The software measurement becomes more complex as well as software systems. Indeed, the supervision of such systems needs to manage a lot of data. The measurement plans are heavy and time and resource consuming due to the amount of software properties to analyze. Moreover, the design of measurement processes depends on the software project, the used language, the used computer etc. Thereby, to evaluate a software, it is needed to know the context of the measured object, as well as, to analyze a software evaluation is needed to know the context. That is what makes difficult to automate a software measurement analysis. Formal models and standards have been standardized to facilitate some of these aspects. However, the maintainability of the measurements activities is still constituted of complex activities.

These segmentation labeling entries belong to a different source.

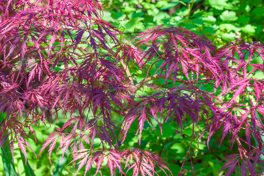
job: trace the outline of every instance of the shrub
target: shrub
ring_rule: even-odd
[[[122,33],[102,19],[96,0],[1,3],[0,112],[6,117],[1,123],[0,145],[8,141],[13,157],[17,141],[26,163],[26,147],[31,149],[26,139],[35,135],[32,127],[62,112],[67,122],[41,150],[49,147],[50,158],[58,140],[63,158],[70,148],[72,162],[77,162],[78,170],[84,167],[85,174],[92,164],[95,174],[100,172],[104,160],[112,176],[117,169],[124,174],[133,170],[133,175],[152,175],[157,167],[166,173],[169,168],[158,155],[122,149],[121,144],[133,123],[140,145],[147,122],[153,130],[157,124],[162,133],[163,125],[173,119],[177,135],[191,120],[192,137],[179,175],[186,171],[186,159],[193,167],[190,148],[198,123],[205,124],[199,139],[208,132],[208,148],[220,128],[219,146],[231,134],[230,148],[235,144],[239,153],[226,157],[222,168],[227,169],[226,175],[236,173],[237,167],[243,175],[257,175],[256,169],[262,172],[260,44],[231,42],[217,49],[205,37],[161,26],[125,44],[118,38]],[[137,82],[130,74],[133,66],[144,76]],[[156,84],[150,83],[153,80]],[[99,149],[93,145],[96,137],[101,143]]]

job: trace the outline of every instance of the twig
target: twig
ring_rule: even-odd
[[[179,176],[180,175],[181,175],[181,171],[182,170],[182,168],[183,167],[183,165],[184,165],[184,163],[185,162],[185,161],[186,160],[186,158],[187,158],[187,156],[188,155],[188,154],[190,155],[190,159],[191,157],[191,154],[190,153],[190,151],[191,150],[191,146],[192,145],[192,140],[193,140],[193,136],[194,136],[194,122],[192,123],[192,139],[191,140],[191,142],[190,143],[190,145],[189,146],[189,149],[188,149],[188,151],[187,151],[187,153],[186,154],[186,155],[185,155],[185,158],[184,158],[184,160],[183,160],[183,162],[182,162],[182,164],[181,165],[181,170],[180,171],[180,172],[179,172],[179,174],[178,174],[178,176]],[[193,169],[192,169],[192,170],[193,171]]]

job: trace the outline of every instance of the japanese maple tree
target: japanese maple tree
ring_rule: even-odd
[[[147,122],[157,123],[162,132],[163,125],[173,119],[177,124],[177,135],[181,135],[188,118],[193,122],[193,134],[182,166],[186,159],[191,163],[194,129],[203,122],[199,137],[209,132],[208,148],[220,129],[219,146],[229,133],[230,148],[238,149],[239,153],[226,157],[222,168],[227,169],[225,175],[236,173],[237,167],[242,175],[263,172],[261,44],[230,42],[218,49],[205,37],[184,28],[161,26],[126,43],[117,37],[120,31],[102,20],[97,0],[0,3],[0,112],[7,114],[1,122],[0,146],[7,141],[13,157],[15,141],[26,158],[26,147],[31,149],[27,138],[29,133],[35,135],[32,126],[49,123],[49,117],[55,120],[62,112],[67,122],[49,135],[41,153],[48,147],[50,157],[58,140],[63,158],[70,148],[73,164],[78,170],[84,167],[86,174],[93,164],[95,175],[100,172],[104,160],[112,176],[129,170],[133,175],[153,175],[157,174],[156,167],[166,173],[169,166],[158,155],[123,149],[122,143],[132,123],[137,124],[140,144]],[[158,62],[160,66],[151,74]],[[135,68],[145,78],[134,81],[130,69]],[[161,80],[161,86],[150,83]],[[202,90],[206,85],[214,88]],[[141,94],[147,87],[153,93]],[[72,115],[76,112],[79,115]],[[113,118],[117,114],[120,124]],[[70,133],[65,132],[67,128]],[[101,148],[93,146],[95,137]]]

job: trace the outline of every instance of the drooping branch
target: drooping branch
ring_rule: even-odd
[[[22,40],[23,40],[23,38],[21,39]],[[27,40],[29,41],[33,42],[33,41],[31,40],[27,39]],[[45,42],[42,41],[41,42],[39,43],[40,44],[43,44],[44,43],[49,43],[51,41],[51,40],[47,40]],[[54,41],[54,42],[60,42],[61,40],[59,39],[56,39]],[[73,43],[74,42],[74,40],[72,40],[71,39],[64,39],[63,40],[64,42],[71,42],[72,43]],[[80,44],[86,44],[87,45],[91,45],[91,43],[89,41],[81,41],[79,42],[79,43]],[[111,53],[111,54],[115,56],[117,56],[116,53],[113,50],[109,48],[107,46],[106,47],[106,46],[104,46],[103,45],[102,45],[102,44],[100,44],[98,43],[96,43],[96,46],[98,46],[98,47],[99,47],[103,49],[104,49],[106,50],[107,51],[109,52],[109,53]],[[28,50],[26,50],[26,51],[28,51]],[[12,60],[13,60],[14,59],[16,58],[17,58],[18,57],[19,57],[20,55],[20,54],[19,53],[14,57],[13,57]],[[118,60],[121,65],[122,65],[122,66],[123,67],[124,69],[125,69],[125,71],[126,72],[126,76],[127,76],[128,78],[130,80],[130,84],[131,85],[131,88],[133,88],[134,86],[134,84],[133,82],[133,79],[132,79],[132,76],[131,76],[131,74],[130,73],[130,72],[129,71],[129,69],[128,69],[128,68],[127,67],[127,65],[126,65],[124,61],[120,59],[120,57],[119,56],[117,56],[118,57]]]

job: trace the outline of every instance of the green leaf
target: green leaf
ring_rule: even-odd
[[[220,18],[223,22],[235,21],[238,18],[236,16],[235,12],[227,10],[220,15]]]
[[[129,32],[133,33],[135,29],[143,29],[145,27],[143,23],[140,21],[143,19],[143,18],[137,17],[130,19],[125,25],[126,29]]]
[[[204,22],[204,24],[205,25],[211,25],[214,24],[216,21],[216,18],[212,15],[208,15],[206,17],[202,18]]]
[[[242,31],[245,33],[252,35],[255,33],[255,29],[257,27],[256,26],[250,24],[248,24],[243,27],[241,27],[241,29]]]
[[[126,6],[125,8],[120,10],[122,12],[124,12],[126,13],[130,13],[136,10],[136,9],[133,7]]]
[[[21,155],[21,158],[22,159],[22,162],[23,163],[23,166],[24,166],[24,169],[25,170],[25,174],[26,176],[36,176],[36,175],[34,174],[33,170],[31,168],[30,166],[29,165],[29,163],[28,162],[27,163],[26,165],[25,165],[25,157],[24,156],[24,154],[20,151],[20,155]]]
[[[63,160],[61,160],[61,158],[62,157],[62,156],[61,155],[60,158],[59,158],[59,160],[58,162],[57,162],[57,164],[56,164],[56,166],[55,166],[55,168],[54,169],[54,170],[53,171],[53,174],[52,174],[52,176],[60,176],[61,174],[61,172],[62,171],[62,170],[64,167],[64,165],[65,165],[65,163],[67,161],[67,158],[68,158],[68,157],[69,156],[68,153],[70,152],[70,150],[67,149],[66,150],[66,152],[64,154],[64,156],[63,157]]]
[[[146,2],[143,2],[141,4],[146,9],[154,9],[155,8],[155,5],[153,4],[150,4]]]
[[[249,22],[250,19],[249,17],[246,16],[244,14],[242,14],[238,17],[238,18],[236,22],[242,24],[246,23]]]
[[[162,6],[160,8],[160,10],[167,10],[176,6],[179,4],[179,1],[177,0],[174,0],[170,2],[165,4]]]
[[[0,114],[0,122],[6,118],[6,113]],[[5,176],[17,176],[19,175],[16,172],[15,165],[13,162],[12,155],[9,145],[6,144],[3,145],[1,148],[1,155],[3,161],[3,167]]]
[[[115,12],[112,11],[111,17],[114,19],[116,20],[121,20],[126,18],[126,14],[123,14],[121,12]]]
[[[229,23],[223,23],[219,25],[219,28],[226,30],[228,31],[233,30],[235,31],[241,30],[241,28],[236,27],[235,25]]]
[[[234,33],[231,32],[230,33],[225,33],[221,35],[221,37],[224,40],[227,41],[234,40],[236,35]]]
[[[209,0],[208,2],[212,7],[217,10],[231,9],[232,5],[227,3],[227,0]]]
[[[131,19],[137,17],[141,17],[144,15],[143,12],[137,12],[136,11],[134,11],[130,14],[127,16],[130,19]]]
[[[111,13],[110,12],[106,11],[103,12],[103,19],[108,22],[111,21],[112,17],[111,17]]]
[[[171,149],[177,150],[177,151],[176,152],[177,153],[181,153],[184,152],[184,148],[182,146],[182,144],[175,143],[172,145]]]

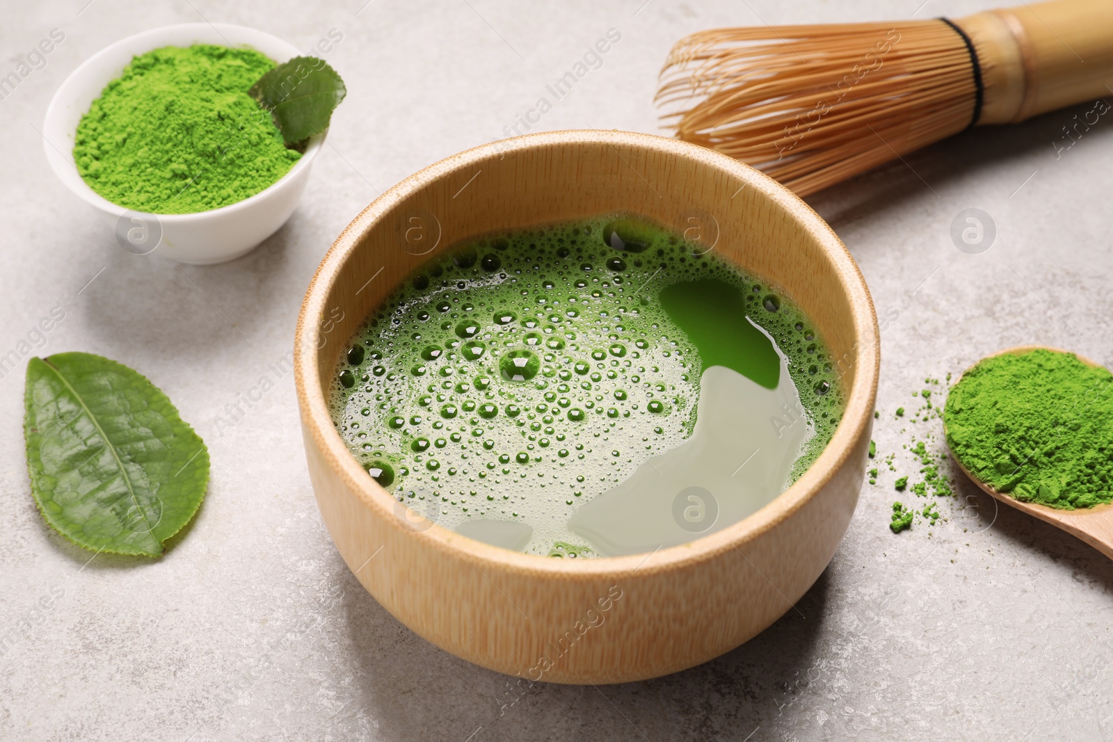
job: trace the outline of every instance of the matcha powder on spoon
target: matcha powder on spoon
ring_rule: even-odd
[[[254,196],[301,158],[248,95],[274,67],[258,51],[209,44],[135,57],[81,117],[78,172],[114,204],[152,214]]]
[[[947,395],[947,445],[974,477],[1021,502],[1113,499],[1113,375],[1070,353],[1003,354]]]

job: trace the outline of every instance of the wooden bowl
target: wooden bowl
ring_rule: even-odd
[[[698,226],[707,240],[717,227],[716,250],[801,306],[831,350],[848,400],[830,444],[754,515],[651,554],[519,554],[395,502],[347,452],[328,415],[339,354],[364,318],[433,250],[495,229],[609,211],[678,230]],[[584,684],[691,667],[791,609],[830,562],[858,502],[878,365],[877,319],[861,274],[804,201],[709,149],[597,130],[476,147],[383,194],[317,268],[295,346],[313,488],[363,586],[456,656],[530,682]]]

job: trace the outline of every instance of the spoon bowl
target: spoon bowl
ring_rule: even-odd
[[[1005,354],[1018,356],[1031,350],[1050,350],[1052,353],[1070,353],[1068,350],[1062,350],[1060,348],[1051,348],[1043,345],[1021,345],[1015,348],[1006,348],[1005,350],[999,350],[986,358],[993,358],[995,356],[1002,356]],[[1072,354],[1075,358],[1081,360],[1086,366],[1091,368],[1097,368],[1101,364],[1094,363],[1089,358],[1084,358],[1078,354]],[[983,358],[982,360],[985,360]],[[982,363],[981,360],[978,363]],[[975,364],[976,366],[977,364]],[[974,368],[974,366],[971,366]],[[967,368],[963,373],[965,376],[969,373],[971,368]],[[962,380],[962,377],[959,377]],[[946,418],[943,421],[944,434],[946,433]],[[1009,494],[997,492],[986,483],[979,481],[974,474],[967,469],[955,452],[951,452],[951,458],[955,462],[963,474],[968,476],[971,481],[985,491],[987,494],[992,495],[996,499],[1011,505],[1016,509],[1027,513],[1034,517],[1040,518],[1046,523],[1051,523],[1056,528],[1062,528],[1066,531],[1072,536],[1081,538],[1086,542],[1097,551],[1100,551],[1105,556],[1113,558],[1113,505],[1095,505],[1094,507],[1078,507],[1073,511],[1058,509],[1056,507],[1048,507],[1047,505],[1040,505],[1036,503],[1022,503]]]

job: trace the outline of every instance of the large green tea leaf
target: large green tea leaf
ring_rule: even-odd
[[[323,59],[295,57],[264,73],[248,95],[270,111],[289,147],[327,129],[347,89]]]
[[[27,464],[42,517],[79,546],[158,556],[197,512],[208,449],[158,387],[88,353],[27,365]]]

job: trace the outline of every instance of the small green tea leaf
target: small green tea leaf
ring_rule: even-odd
[[[270,111],[289,147],[328,128],[347,89],[325,60],[295,57],[266,72],[248,93]]]
[[[88,353],[31,358],[24,405],[31,494],[78,546],[158,556],[200,507],[208,449],[145,376]]]

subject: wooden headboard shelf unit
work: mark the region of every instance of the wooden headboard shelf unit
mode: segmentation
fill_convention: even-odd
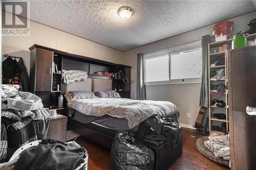
[[[131,82],[132,67],[130,66],[71,54],[38,44],[33,45],[29,50],[31,51],[30,91],[40,97],[46,106],[57,106],[58,97],[61,91],[65,91],[63,86],[65,85],[60,79],[61,75],[54,72],[54,61],[57,65],[58,71],[80,70],[87,71],[89,78],[92,79],[112,79],[112,89],[118,91],[122,98],[130,98],[131,83],[124,83],[122,79],[91,75],[98,71],[116,72],[121,70]],[[57,84],[59,85],[59,90],[57,90]],[[120,89],[122,91],[119,91]]]

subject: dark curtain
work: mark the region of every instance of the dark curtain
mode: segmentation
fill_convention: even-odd
[[[210,35],[202,37],[202,85],[200,92],[200,106],[209,106],[209,89],[208,88],[208,44],[210,43]]]
[[[144,77],[143,55],[137,54],[137,100],[146,100],[146,87]]]
[[[23,59],[20,59],[17,63],[18,65],[22,69],[23,71],[18,75],[19,81],[22,83],[23,91],[29,91],[29,78],[27,68],[24,64]]]

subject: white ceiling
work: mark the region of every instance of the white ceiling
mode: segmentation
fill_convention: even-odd
[[[255,10],[248,1],[32,1],[33,20],[125,51]],[[117,10],[129,6],[132,17]]]

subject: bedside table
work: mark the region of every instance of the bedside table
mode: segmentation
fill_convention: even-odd
[[[49,129],[46,138],[66,142],[68,117],[57,114],[56,117],[49,118]]]

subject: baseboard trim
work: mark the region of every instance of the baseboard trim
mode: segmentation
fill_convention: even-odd
[[[192,125],[187,125],[187,124],[179,124],[180,126],[181,127],[183,128],[189,128],[189,129],[196,129]]]

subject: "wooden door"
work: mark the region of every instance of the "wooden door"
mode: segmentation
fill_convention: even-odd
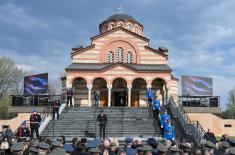
[[[108,106],[108,91],[100,91],[100,105],[99,107]]]
[[[139,91],[131,92],[131,107],[139,107]]]

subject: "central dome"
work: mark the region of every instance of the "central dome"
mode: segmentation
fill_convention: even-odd
[[[128,14],[114,14],[112,16],[110,16],[107,21],[109,20],[132,20],[132,21],[136,21],[135,18],[133,18],[132,16],[128,15]]]
[[[144,27],[135,18],[128,14],[114,14],[99,25],[100,33],[105,33],[112,29],[122,27],[131,32],[143,35]]]

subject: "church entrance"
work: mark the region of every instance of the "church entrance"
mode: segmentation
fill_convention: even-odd
[[[115,107],[126,107],[127,106],[127,94],[125,91],[114,92],[114,106]]]
[[[126,107],[127,106],[127,83],[122,78],[113,81],[111,106]]]

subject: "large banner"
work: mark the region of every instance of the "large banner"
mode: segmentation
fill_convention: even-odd
[[[212,78],[183,75],[181,80],[182,80],[182,95],[213,96]]]
[[[24,77],[24,94],[45,94],[48,90],[48,73],[36,74]]]

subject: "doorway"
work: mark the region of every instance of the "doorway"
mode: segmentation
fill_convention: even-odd
[[[126,107],[127,93],[126,91],[116,91],[114,92],[114,106],[115,107]]]

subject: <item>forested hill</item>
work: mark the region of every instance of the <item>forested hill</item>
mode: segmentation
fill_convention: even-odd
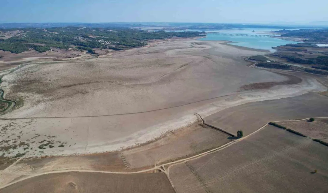
[[[295,30],[284,29],[276,31],[281,33],[281,36],[304,38],[305,41],[319,43],[328,42],[328,29],[301,29]]]
[[[198,32],[149,32],[128,28],[75,27],[0,30],[0,50],[19,53],[32,50],[43,52],[51,47],[124,50],[147,45],[151,40],[205,36]]]

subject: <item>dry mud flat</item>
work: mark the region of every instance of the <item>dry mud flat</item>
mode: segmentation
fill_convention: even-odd
[[[327,150],[269,126],[229,148],[173,166],[170,177],[177,193],[325,192]]]
[[[0,189],[15,192],[175,192],[163,173],[113,174],[70,172],[45,174]]]
[[[328,97],[310,92],[276,100],[250,103],[226,109],[204,118],[206,123],[232,133],[244,135],[271,121],[325,117]]]
[[[29,158],[28,154],[9,167],[10,164],[0,165],[5,169],[0,171],[0,186],[23,177],[62,170],[131,172],[148,169],[220,146],[231,141],[231,138],[222,132],[197,123],[155,141],[119,152],[40,158]]]
[[[30,144],[31,156],[113,151],[185,126],[195,112],[205,117],[248,102],[324,89],[304,76],[293,86],[238,91],[288,78],[247,66],[244,56],[263,52],[220,43],[176,40],[106,57],[25,66],[3,78],[5,97],[21,107],[1,116],[8,119],[0,122],[6,128],[2,137]],[[27,145],[20,146],[10,155],[27,153]]]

In our previous work, we conducted a research work to fully automate the generation of software measurement plans at runtime in order to have more flexible measurement processes adapted to the software needs. In this paper we aim at improving this latter. The idea is to learn from an historical measurements for generating an analysis model corresponding to the context. For that we propose to use a learning technique, which will learn from a measurements dataset of the evaluated software, as the expert does, and generate the corresponding analysis model.

The purpose is to use an unsupervised learning algorithm to generate automatically an analysis model in order to efficiently manage the efforts, time and resources of the experts.

This approach is well implemented, integrated on an industrial platform and experiments are processed to show the scalability and effectiveness of our approach. Discussions about the results have been provided.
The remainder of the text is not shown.